Square Inc. is posing the latest threat to the payment industry status quo, as point-of-sale transactions begin to move from cash registers to mobile phones.
However, it’s not as though the little Square card reader that plugs into mobile devices is all alone.
ISOs and other companies have started offering mobile POS applications and card-swiping hardware accessories in the last year and a half, too, and some of them arrived before Square. Names like PayAnywhere, RoamPay, GoPayments and PayWare, among others, are among the newest additions to ISO arsenals, most of them compatible with mobile phones the merchants already own.
However, a few twists differentiate Square. The company has come in with a card reader for smartphones that does not require a complex merchant contractual agreement or monthly processing fees. Square simply charges a 2.75% processing fee per transaction.
ISOs find it particularly unsettling that Square does not rely on them to reach merchants. “They completely bypass the ISOs,” said Peggy Bekavac Olson, principal with consulting firm Strategic Marketing. “Recently, they have been building a sales force among college students. That is how they are getting to the merchants in some cases.”
Square’s unorthodox model and sales approach seem to work. The company reported at the end of last year that daily transaction volume had reached $11 million, almost three times the daily take Square reported just six months earlier. The company also said around the same time that 1 million merchants where processing payments using Square.

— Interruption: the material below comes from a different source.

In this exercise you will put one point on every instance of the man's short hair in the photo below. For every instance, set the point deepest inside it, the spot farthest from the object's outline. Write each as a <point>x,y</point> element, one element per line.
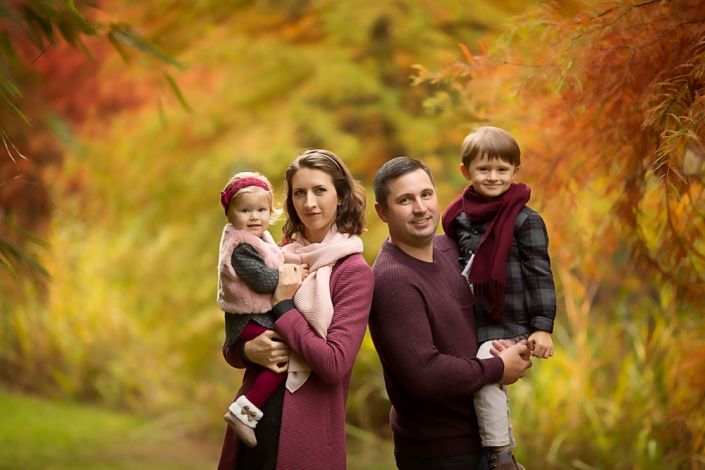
<point>392,170</point>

However, some aspects of Square’s strategy remain a mystery, and the company did not respond to interview requests.
Questions abound about Square’s transaction security. Competitors claim Square does not use an encrypted card reader, and published reports say the same thing. One example is a recent analysis by product review Website TopTenReviews.
Meanwhile, George Peabody, director of Emerging Technologies and Fraud, Risk and Analytics Services for Mercator Advisory Group, says, “Square said it would replace its readers with an encrypting version last summer, but we are unclear as to whether that has actually taken place.”
Aside from the card reader hardware, transmissions of credit card data from the mobile phone are encrypted, and according to published reports credit card information is not stored on the phone itself or on remote servers.
Square’s potential lack of security has drawn heated criticism. For example, Jeff Alderman, director of marketing at PayAnywhere, which is backed by ISO North American Bancard, did not mention Square by name, but says: “Security is the reason we have been able to woo customers away from the white dongle. [The Square reader is white and can be described as a dongle.] People switch to us because their reader doesn’t work for them, or because it’s flimsy or because it’s not secure. Our reader is encrypted, but there are others out there that are not encrypted.”
Adelman said the fact that some mobile phone card swipers are not secure has confused the market and could slow adoption.
The security issue has festered for the better part of a year and half partly because of uncertainty regarding the standards that would cover mobile POS, sources say. The PCI Security Standards Council has a certification program, which early on was certifying mobile POS.
However, as the number of mobile POS options increased, the council admitted that certification was not designed as a mobile-specific standard. That led the group to call a moratorium in late 2010 on the approval of new mobile phone-based POS offerings to provide time to study security issues.
In June, the council set up three categories of mobile POS. The third category includes readers operating on any handheld device that is not made solely for payment acceptance.
Before considering Category 3 for validation, the council intends to develop advice, guidance and standards, Bob Russo, the council’s general manager says. “This is a key focus area for the council in 2012,” he adds.
“We understand merchants and others are eager to adopt and move quickly with the possibilities mobile devices provide,” Russo says. “However, it is our duty to look at these through the light of the PCI standards and payment card security.”
A council task force is working on a best-practices document on securing mobile applications. In the coming year, the council plans to publish more guidance for merchants on how the group’s PIN transaction security and point-to-point encryption requirements.
At the same time, opinion differs ever more broadly on the importance of encryption to the merchants most likely to use mobile phone-based POS applications. Technology companies and processors have indicated in the past year that security ranks among the top concerns about mobile payments.
However, the prevailing perception is that the retailers most likely to use Square and similar readers, the so-called micromerchants or seasonal merchants, may not conduct large enough or frequent enough transactions to make security their No. 1 concern.
“The target merchants for these [products] are just thrilled to be able to take mobile payments and to have a simple [process] for it,” says Mercator’s Peabody. “Their concern is payment acceptance. PCI [conformance] is way down the list.”
Stephanie Clements, president of Veritas Merchant Services LLC, a Louisville, Ky.-based ISO that offers RoamPay, agrees.
“Small merchants have not worried as much about security, and trust that if we are offering the program, then it is secure,” Clements says.